Thank you for the bug report.
Could you please provide repeatable test case (exact steps/sample project,my.cnf/ini, create tables statements/database etc. - please make it as private if you prefer) to confirm this issue at our end?

Thanks,
Chiranjeevi.
[1 Jul 2017 1:00] Bugs System
No feedback was provided for this bug for over a month, so it is
being suspended automatically. If you are able to provide the
information that was originally requested, please do so and change
the status of the bug back to "Open".
[21 Jul 2017 9:37] Justin Farrugia
We have been able to replicate this error by blocking the eMule torrent program on the SonicWall firewall P2P by application control.
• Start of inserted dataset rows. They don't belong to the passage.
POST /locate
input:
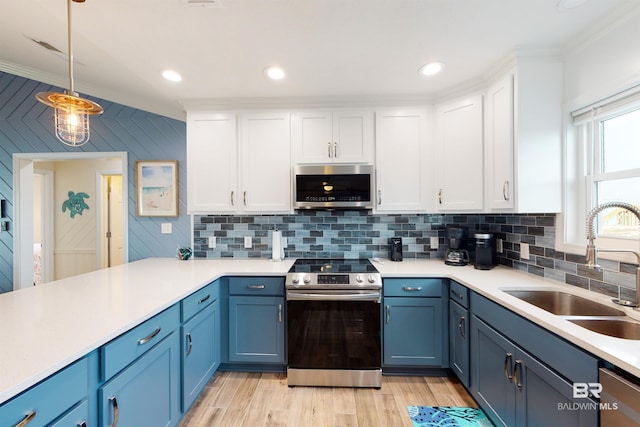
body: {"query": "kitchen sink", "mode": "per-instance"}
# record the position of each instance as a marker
(619, 328)
(564, 304)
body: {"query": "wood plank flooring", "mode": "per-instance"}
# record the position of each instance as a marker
(264, 399)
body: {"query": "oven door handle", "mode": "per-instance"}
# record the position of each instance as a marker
(368, 296)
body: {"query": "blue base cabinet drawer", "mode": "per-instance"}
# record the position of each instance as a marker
(256, 286)
(132, 344)
(50, 399)
(147, 392)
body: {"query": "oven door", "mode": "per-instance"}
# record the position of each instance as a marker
(334, 330)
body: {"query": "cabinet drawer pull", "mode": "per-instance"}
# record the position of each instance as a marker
(516, 381)
(507, 368)
(27, 419)
(505, 190)
(190, 344)
(116, 411)
(149, 337)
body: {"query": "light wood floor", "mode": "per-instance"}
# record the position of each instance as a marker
(255, 399)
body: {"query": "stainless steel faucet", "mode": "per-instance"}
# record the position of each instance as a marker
(592, 251)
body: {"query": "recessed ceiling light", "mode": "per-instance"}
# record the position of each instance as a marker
(274, 73)
(431, 68)
(172, 76)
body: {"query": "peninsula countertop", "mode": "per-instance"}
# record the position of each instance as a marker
(47, 327)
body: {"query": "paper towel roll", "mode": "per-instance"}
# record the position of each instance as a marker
(277, 250)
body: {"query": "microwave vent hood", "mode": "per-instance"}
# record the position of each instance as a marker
(331, 187)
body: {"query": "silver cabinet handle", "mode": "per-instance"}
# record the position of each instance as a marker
(507, 371)
(505, 190)
(27, 419)
(190, 344)
(149, 337)
(116, 411)
(516, 381)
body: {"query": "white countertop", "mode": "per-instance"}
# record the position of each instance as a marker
(45, 328)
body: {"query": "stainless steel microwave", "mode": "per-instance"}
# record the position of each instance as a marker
(333, 186)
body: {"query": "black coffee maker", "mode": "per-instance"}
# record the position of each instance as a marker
(457, 253)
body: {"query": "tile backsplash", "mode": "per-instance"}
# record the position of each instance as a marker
(359, 234)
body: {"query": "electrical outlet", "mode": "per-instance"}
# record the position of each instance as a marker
(524, 251)
(433, 243)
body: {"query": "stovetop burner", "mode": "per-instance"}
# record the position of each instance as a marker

Any help regarding this?
[21 Jul 2017 11:24] Natan Vivo
Hi, sorry for the lack of feedback.

After a long time, I finally found out this was caused by AWS throttling disk IO on RDS. Once IOPS limit was reached, disk latency increased and processes started to accumulate on the server, causing mysql to stop responding and these weird errors to appear.

This is very specific to how AWS EBS works. The solution was to increase disk size in order to increase IOPS on EBS, then these problems disappeared.